A genome-wide association study (GWAS) was conducted, and 29 marker–trait associations (MTAs) with significant relationships for characteristics, including ZnMR (5 MTAs), FeBR (6 MTAs), FeMR (7 MTAs) and ZnBR (11 MTAs) [57]. The co-localization of the MTAs controlling the linked features indicates the prospect of their improvement throughout. The associated robust MTAs could be a valuable source of information for enhancing Fe and Zn concentration in rice grain and addressing Fe and Zn malnutrition among rice consumers [58].

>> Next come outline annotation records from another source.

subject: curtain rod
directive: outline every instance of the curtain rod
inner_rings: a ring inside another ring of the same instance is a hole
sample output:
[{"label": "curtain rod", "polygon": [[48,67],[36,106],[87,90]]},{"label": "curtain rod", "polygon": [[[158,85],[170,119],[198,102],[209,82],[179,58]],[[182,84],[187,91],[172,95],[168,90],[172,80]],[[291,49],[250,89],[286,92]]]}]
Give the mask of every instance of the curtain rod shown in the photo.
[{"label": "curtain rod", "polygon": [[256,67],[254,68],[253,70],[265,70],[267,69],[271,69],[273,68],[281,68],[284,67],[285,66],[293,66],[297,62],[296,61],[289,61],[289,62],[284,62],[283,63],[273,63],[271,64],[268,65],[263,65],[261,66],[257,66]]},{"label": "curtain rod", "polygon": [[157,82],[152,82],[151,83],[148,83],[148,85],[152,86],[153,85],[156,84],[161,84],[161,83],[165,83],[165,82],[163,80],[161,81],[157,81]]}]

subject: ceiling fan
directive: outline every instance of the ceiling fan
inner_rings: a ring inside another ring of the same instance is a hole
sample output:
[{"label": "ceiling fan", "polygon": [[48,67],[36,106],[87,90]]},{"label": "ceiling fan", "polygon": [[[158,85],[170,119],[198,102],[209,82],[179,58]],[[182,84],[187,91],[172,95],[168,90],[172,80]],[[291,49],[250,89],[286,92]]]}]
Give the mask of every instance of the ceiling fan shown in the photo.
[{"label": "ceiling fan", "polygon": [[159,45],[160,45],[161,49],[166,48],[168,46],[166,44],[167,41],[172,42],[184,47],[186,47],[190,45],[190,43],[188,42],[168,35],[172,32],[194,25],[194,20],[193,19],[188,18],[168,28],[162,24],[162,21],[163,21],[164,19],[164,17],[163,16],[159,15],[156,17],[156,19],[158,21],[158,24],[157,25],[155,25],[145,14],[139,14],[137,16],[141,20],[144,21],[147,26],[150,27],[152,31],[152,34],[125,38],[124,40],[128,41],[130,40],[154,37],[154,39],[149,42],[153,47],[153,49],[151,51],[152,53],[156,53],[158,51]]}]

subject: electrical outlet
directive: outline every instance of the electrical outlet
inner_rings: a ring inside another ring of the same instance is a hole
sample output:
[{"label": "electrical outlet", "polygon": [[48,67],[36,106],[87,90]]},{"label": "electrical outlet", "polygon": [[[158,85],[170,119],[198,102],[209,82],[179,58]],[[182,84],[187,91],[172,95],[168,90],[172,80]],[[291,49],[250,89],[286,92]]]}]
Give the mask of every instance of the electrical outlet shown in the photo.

The GEBV (genomic estimated breeding values) computed using the GS technique demonstrated a broad range of reliability for characteristics within the rice plant such as flowering time, plant height, grain yield, and panicle weight. To understand the impact of population structure and marker density on the reliability of genomic prediction, researchers may also look at the structure of characteristics, as well as the reliability of prediction based on genotype [59]. In 2014, a novel approach termed genomic hybrid breeding for the prediction model was suggested with the combination of epistasis and dominance [60], it being a combination of phonological modeling and genome prediction to enhance the phenotypic prediction of complex traits among various settings for genomic hybrid breeding of rice [61]. While genome selection is increasingly utilized to examine rice quality features, the investigation into its efficacy in evaluating nutritional aspects remains lagged.